Leicestershire delivers its custody services as part of a collaboration between four forces in the East Midlands. Inspectors from HM Inspectorate of Prisons and HM Inspectorate of Constabulary and Fire & Rescue Services noted conditions and cleanliness in the custody suites were good overall.
Inspectors also made other positive findings:
- the force had a clear priority to divert children and vulnerable people with complex needs, including those who are mentally ill, away from custody. Custody staff interacted well with children and provided them with good care. Few children were charged and refused bail but, despite close working with partners, those refused bail were not moved to alternative accommodation as they should have been;
- officers and staff engaged patiently with detainees to avoid the need to use force on them. In the cases inspectors looked at, including some on closed-circuit television, when force had been used it had generally been proportionate and necessary, and managed well;
- custody officers had a good understanding of how to meet the broad range of detainees’ diverse needs, with some good individualised care provided. There was a wide range of religious observance materials and some good help for those who did not speak English. However, provision to meet the needs of female detainees was mixed; and
- initial and ongoing training for police custody officers was effective, though ongoing training for custody detention officers, under contract with G4S, was not as good and staff were also not always effectively deployed and were sometimes overstretched.
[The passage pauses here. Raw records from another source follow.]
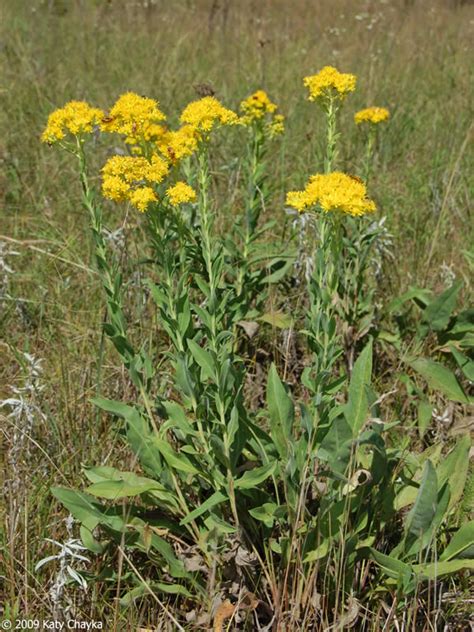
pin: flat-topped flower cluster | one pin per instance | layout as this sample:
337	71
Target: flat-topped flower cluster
156	151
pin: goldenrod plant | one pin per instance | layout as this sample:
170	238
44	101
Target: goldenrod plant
297	503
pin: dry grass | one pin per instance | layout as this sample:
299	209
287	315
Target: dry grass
410	56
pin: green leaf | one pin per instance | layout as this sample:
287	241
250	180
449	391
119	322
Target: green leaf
454	469
178	418
357	408
425	412
125	484
335	447
319	552
139	435
463	539
277	319
203	358
423	511
440	378
212	501
392	566
465	364
438	312
437	569
174	460
254	477
281	411
86	509
265	513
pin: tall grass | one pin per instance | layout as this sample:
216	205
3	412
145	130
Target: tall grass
411	57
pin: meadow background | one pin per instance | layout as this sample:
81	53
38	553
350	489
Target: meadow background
412	56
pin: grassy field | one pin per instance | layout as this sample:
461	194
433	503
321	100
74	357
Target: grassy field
413	57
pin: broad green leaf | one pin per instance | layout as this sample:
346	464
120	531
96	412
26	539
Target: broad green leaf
89	541
465	364
454	469
463	539
252	478
437	569
265	513
357	407
392	566
125	484
423	511
421	295
319	552
86	509
178	418
203	358
281	411
440	378
212	501
425	413
335	448
438	312
139	435
173	459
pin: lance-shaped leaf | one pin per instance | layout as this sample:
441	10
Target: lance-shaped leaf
281	411
357	407
254	477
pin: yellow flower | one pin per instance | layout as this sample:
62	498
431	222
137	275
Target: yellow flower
142	197
204	113
76	117
128	178
333	192
181	193
136	117
372	115
277	126
256	106
329	83
178	144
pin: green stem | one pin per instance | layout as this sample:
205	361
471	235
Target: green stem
369	153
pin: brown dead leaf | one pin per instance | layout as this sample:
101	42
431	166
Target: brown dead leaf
224	611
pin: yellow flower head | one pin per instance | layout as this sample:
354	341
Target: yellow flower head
333	192
372	115
329	83
142	197
178	144
181	193
136	117
204	113
76	117
129	177
276	126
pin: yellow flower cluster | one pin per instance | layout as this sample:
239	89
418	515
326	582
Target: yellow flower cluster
372	115
176	145
180	193
258	107
204	113
276	126
333	192
129	177
76	117
136	117
329	83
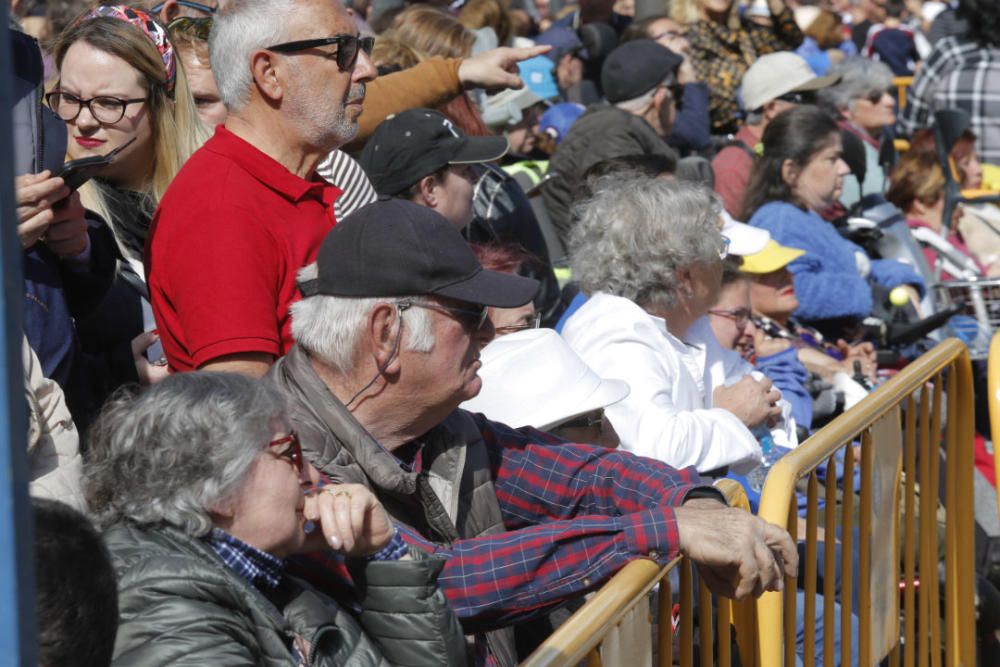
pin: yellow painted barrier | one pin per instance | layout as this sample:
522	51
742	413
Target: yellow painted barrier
907	429
902	84
614	627
993	387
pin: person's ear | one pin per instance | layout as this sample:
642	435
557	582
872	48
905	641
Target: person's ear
385	337
169	11
267	75
790	172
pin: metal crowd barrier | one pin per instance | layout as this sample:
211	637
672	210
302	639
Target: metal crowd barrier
615	627
914	432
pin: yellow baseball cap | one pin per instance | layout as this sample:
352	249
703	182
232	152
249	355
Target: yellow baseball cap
773	257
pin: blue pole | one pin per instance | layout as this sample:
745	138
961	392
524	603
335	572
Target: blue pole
17	589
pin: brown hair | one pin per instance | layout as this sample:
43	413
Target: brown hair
923	141
493	13
917	177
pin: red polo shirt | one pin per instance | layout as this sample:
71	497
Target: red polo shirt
225	244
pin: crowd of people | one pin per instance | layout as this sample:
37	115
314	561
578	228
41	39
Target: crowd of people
381	332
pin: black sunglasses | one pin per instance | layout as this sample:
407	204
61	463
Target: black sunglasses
197	6
348	47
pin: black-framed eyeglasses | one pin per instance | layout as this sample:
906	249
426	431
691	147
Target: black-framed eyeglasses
199	28
673	34
471	319
589	420
348	47
292	449
533	323
197	6
724	247
104	108
741	316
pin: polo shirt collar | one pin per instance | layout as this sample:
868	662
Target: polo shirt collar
269	171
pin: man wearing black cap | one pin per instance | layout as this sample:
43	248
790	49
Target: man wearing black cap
639	79
388	335
421	156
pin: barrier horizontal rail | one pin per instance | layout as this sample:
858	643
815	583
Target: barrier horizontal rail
614	627
889	450
993	401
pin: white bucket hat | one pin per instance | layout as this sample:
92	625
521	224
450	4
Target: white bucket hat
533	378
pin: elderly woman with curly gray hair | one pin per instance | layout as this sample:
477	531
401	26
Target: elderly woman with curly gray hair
202	492
648	254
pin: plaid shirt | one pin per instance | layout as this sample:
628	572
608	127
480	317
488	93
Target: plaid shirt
959	74
262	570
576	515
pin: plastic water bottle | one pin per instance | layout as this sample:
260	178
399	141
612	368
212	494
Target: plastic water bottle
756	477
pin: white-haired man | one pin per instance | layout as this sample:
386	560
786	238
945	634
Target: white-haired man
388	337
248	210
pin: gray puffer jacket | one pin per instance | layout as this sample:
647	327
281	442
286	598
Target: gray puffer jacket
601	133
180	605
There were two causes for concern:
- the force did not consistently meet the requirements of PACE codes C and G for the detention, treatment and questioning of persons. This concerned most notably the authorisation and review of detention; and
- though some evidence viewed by inspectors showed proportionate use of force, the overall governance and oversight of the use of force were limited. Not all incidents involving the use of force in custody had been recorded, making the data unreliable and preventing effective scrutiny. Although the force reviewed some cases to assess how incidents were dealt with, the effectiveness of this was also limited by the unreliable data.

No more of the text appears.